According to Niki, a large part of the budget surplus concerns last year. In other words, the money may be collected this year, but it is counted in last year’s budget:

-€470 million have to do with the extension of the deadline for the payment of traffic fees until the end of February 2023.
-€367 million relate to the collection of income tax of natural and legal persons concerning the financial year 2022 but were collected in the installments of January and February 2023.
-€772 million more than the initial estimates appear in the tax refunds, a fact which of course negatively affects the fiscal result.

Therefore, subtracting the above from the excess of €3.4 billion, it follows that the real “excess revenues” amount to €1.8 billion. And these, however, as it makes clear Ministry of Finance have been “consumed” :

-In July, a supplementary budget of €700 million was voted to deal with expenses such as the extension of the market pass until October, the granting of the youth pass, the salary of faculty members, health expenses and the cost of the self-governing elections.
-A second supplementary budget of €600m is expected for the first compensations of those affected by the Daniel disaster.
-€400 million is the costing of the additional measures announced by the Prime Minister from Thessaloniki, i.e. the market pass for the residents of Thessaly and Evros, the personal difference allowance, the return of agricultural oil to farmers and the corrective actions in the heating allowance.

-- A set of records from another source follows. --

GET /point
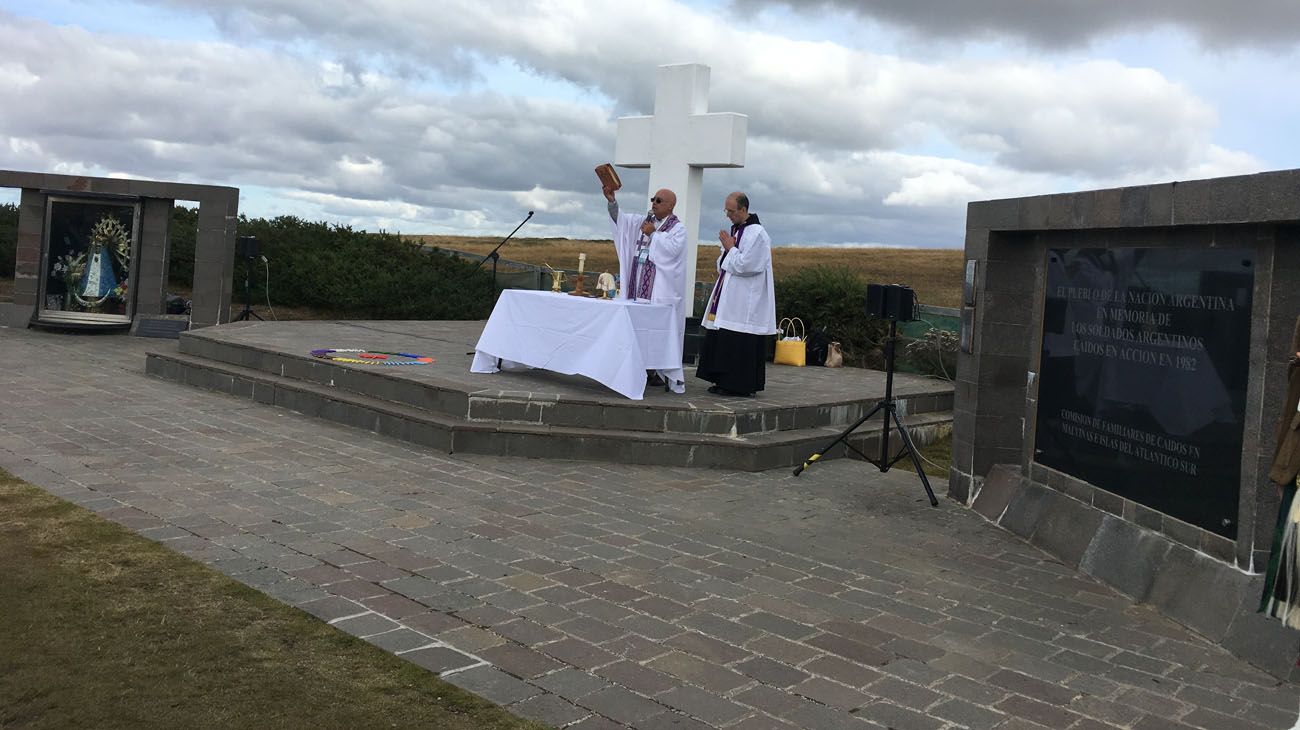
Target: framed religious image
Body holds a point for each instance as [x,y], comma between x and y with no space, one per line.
[966,338]
[969,283]
[87,260]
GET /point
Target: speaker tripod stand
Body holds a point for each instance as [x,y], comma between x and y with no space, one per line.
[243,316]
[889,415]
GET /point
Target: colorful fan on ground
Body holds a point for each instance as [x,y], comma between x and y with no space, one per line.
[371,357]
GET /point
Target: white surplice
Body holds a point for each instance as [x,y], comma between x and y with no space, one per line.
[748,300]
[668,253]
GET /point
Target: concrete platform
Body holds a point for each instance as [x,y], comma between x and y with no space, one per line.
[537,413]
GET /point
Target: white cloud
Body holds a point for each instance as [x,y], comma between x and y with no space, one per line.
[336,104]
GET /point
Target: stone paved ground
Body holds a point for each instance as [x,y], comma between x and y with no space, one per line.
[601,596]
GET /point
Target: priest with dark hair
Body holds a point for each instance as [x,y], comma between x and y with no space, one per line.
[741,312]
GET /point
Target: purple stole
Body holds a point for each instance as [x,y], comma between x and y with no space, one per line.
[718,289]
[642,276]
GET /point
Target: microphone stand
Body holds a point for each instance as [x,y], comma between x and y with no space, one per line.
[494,256]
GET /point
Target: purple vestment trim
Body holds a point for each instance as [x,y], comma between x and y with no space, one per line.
[642,277]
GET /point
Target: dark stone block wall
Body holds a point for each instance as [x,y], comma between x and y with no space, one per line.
[215,251]
[1147,555]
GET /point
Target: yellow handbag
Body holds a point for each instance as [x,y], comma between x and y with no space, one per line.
[791,348]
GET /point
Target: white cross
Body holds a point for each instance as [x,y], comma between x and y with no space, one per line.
[677,143]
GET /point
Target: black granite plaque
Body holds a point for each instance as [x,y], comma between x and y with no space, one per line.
[1142,391]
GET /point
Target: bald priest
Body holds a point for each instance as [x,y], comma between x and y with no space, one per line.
[653,264]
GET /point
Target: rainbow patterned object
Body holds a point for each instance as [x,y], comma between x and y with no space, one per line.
[371,357]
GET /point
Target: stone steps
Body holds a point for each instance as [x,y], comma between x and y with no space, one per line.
[524,424]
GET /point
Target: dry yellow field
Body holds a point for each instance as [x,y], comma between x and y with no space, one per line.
[934,273]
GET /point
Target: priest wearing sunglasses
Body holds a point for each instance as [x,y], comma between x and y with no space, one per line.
[653,263]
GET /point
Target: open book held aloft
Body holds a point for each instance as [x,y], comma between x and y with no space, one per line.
[609,177]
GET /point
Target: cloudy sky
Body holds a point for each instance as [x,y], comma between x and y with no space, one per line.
[870,121]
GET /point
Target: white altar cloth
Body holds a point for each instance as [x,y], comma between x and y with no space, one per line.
[612,342]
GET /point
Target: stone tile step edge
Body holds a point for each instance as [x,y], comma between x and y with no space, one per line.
[755,452]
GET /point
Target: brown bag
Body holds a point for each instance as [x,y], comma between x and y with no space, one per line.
[791,348]
[833,357]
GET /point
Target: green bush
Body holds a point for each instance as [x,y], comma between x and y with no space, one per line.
[8,238]
[360,274]
[334,269]
[833,299]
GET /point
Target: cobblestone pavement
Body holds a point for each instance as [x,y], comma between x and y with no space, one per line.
[596,596]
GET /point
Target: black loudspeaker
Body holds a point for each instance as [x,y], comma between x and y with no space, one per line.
[246,247]
[891,302]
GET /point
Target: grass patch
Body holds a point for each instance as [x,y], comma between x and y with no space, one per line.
[934,273]
[937,456]
[107,629]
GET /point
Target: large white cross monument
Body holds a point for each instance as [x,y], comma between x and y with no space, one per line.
[677,143]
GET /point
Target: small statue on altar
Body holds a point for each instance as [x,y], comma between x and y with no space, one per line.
[580,279]
[557,278]
[605,285]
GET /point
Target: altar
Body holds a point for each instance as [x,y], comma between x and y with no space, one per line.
[610,340]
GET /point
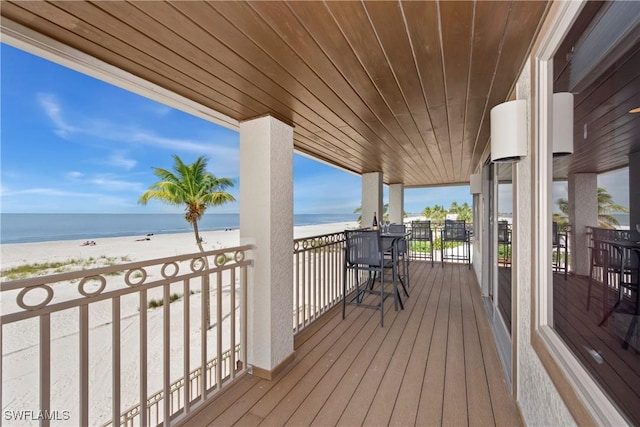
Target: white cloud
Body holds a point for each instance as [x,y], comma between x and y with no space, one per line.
[52,192]
[111,184]
[119,160]
[53,110]
[74,175]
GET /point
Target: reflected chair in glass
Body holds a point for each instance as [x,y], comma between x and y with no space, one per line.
[364,254]
[455,231]
[628,261]
[560,250]
[604,268]
[421,242]
[402,255]
[504,243]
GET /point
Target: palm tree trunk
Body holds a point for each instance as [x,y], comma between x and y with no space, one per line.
[205,279]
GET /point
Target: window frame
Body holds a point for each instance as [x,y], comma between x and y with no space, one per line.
[581,393]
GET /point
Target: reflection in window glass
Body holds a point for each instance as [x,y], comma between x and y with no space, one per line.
[596,303]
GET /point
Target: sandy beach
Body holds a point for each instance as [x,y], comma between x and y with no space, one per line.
[20,340]
[138,248]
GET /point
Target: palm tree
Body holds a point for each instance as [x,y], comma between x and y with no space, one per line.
[606,207]
[436,213]
[463,212]
[189,185]
[385,215]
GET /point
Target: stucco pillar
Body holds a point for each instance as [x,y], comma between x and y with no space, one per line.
[371,197]
[634,190]
[583,213]
[396,203]
[266,221]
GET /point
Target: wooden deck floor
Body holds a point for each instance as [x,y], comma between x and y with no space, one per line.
[434,363]
[599,348]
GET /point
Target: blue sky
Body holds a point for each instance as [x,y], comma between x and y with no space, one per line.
[74,144]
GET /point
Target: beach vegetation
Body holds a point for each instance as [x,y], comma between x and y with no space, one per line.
[191,186]
[606,207]
[439,213]
[56,267]
[155,303]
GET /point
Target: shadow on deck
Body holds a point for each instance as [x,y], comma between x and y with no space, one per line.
[433,363]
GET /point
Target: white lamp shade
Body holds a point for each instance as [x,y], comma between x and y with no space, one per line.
[509,131]
[475,183]
[562,124]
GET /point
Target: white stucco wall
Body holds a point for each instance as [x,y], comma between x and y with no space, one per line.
[396,203]
[537,396]
[266,220]
[371,197]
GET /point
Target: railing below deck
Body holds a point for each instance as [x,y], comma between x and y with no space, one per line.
[612,257]
[91,334]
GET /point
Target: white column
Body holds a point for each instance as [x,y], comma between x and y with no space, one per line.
[371,197]
[396,203]
[583,213]
[266,221]
[634,190]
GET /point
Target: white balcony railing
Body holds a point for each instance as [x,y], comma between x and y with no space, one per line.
[78,347]
[317,277]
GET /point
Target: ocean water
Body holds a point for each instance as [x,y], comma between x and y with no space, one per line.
[23,228]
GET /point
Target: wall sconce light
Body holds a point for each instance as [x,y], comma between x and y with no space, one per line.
[562,124]
[509,131]
[475,183]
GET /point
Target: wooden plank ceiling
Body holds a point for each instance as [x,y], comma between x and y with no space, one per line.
[404,88]
[603,106]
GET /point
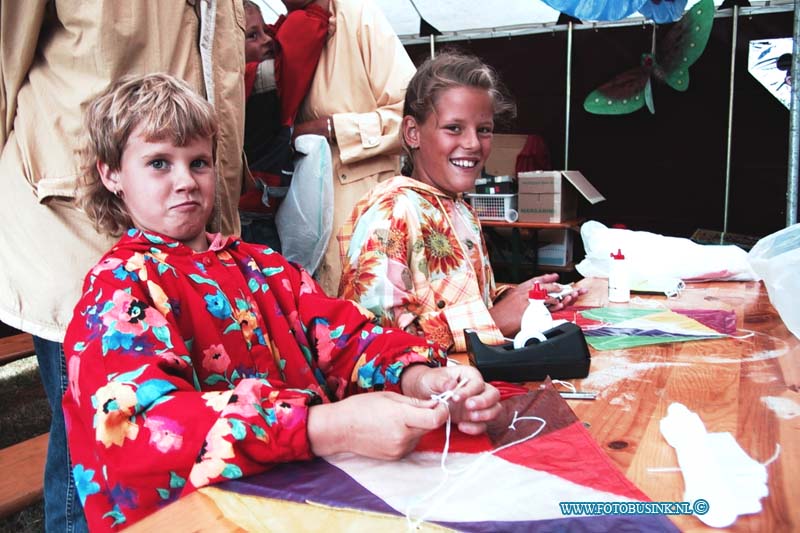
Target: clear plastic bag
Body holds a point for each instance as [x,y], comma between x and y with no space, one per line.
[305,217]
[776,258]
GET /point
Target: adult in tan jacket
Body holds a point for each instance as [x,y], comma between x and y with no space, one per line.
[358,90]
[55,56]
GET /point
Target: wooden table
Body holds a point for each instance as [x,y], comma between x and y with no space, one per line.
[749,387]
[532,228]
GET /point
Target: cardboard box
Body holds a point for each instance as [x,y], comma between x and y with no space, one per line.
[552,196]
[555,247]
[505,149]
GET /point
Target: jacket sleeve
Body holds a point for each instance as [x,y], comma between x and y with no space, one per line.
[20,25]
[134,398]
[300,37]
[354,353]
[388,68]
[383,272]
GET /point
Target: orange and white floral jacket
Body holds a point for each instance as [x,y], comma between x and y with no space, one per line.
[416,258]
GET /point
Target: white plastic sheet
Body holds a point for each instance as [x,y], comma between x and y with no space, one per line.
[305,217]
[776,258]
[654,257]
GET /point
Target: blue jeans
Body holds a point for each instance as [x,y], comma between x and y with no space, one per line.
[62,507]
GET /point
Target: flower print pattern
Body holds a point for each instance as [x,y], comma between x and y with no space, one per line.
[416,275]
[166,434]
[192,375]
[245,400]
[127,315]
[114,404]
[443,254]
[73,370]
[210,463]
[216,359]
[218,305]
[84,482]
[217,400]
[360,277]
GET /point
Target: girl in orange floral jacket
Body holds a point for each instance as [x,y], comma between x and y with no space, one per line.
[194,358]
[412,250]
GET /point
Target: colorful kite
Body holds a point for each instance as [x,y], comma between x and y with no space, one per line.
[494,482]
[669,63]
[616,328]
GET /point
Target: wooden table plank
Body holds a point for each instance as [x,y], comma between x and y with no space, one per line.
[728,383]
[747,386]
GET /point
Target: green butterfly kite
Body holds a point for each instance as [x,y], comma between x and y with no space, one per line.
[681,47]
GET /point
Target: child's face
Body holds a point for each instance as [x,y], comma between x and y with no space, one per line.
[257,44]
[166,189]
[454,140]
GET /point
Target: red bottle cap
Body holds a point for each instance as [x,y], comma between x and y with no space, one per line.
[537,293]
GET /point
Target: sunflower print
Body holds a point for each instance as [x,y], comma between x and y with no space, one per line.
[360,276]
[443,254]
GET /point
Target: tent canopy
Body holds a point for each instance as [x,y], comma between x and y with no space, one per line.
[467,19]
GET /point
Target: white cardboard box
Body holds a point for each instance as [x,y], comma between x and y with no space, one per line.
[552,196]
[505,149]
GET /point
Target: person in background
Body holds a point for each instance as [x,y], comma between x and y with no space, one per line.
[412,250]
[55,56]
[281,61]
[356,101]
[195,358]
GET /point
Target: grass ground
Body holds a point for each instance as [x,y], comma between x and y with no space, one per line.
[24,413]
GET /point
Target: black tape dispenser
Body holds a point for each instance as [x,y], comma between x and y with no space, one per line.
[563,355]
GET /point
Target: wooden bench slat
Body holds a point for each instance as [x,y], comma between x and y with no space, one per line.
[22,479]
[16,347]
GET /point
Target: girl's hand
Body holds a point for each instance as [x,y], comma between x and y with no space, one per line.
[474,402]
[507,310]
[381,425]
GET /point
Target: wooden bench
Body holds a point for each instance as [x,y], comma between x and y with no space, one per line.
[16,347]
[22,465]
[21,483]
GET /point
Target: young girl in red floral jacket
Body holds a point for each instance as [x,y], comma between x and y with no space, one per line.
[195,358]
[280,63]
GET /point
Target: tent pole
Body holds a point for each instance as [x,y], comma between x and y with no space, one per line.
[734,38]
[569,95]
[794,126]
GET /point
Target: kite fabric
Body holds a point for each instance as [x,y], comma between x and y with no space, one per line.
[516,488]
[617,328]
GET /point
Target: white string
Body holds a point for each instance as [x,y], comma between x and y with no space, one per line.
[774,455]
[566,384]
[750,334]
[660,469]
[413,524]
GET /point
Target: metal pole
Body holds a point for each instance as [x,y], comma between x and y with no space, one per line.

Taking all of this away, the end result is a revenue excess of around €100m per hour as the Ministry of Finance itself warns that the budget may be negatively affected in the coming months by the financial consequences of storm Daniel which remain incalculable.

This explains both the withdrawal of the second general extension of the market pass until the end of the year and the rejection – until further notice – by the government of scenarios for subsidizing fuel at the pump let alone a new series of benefits.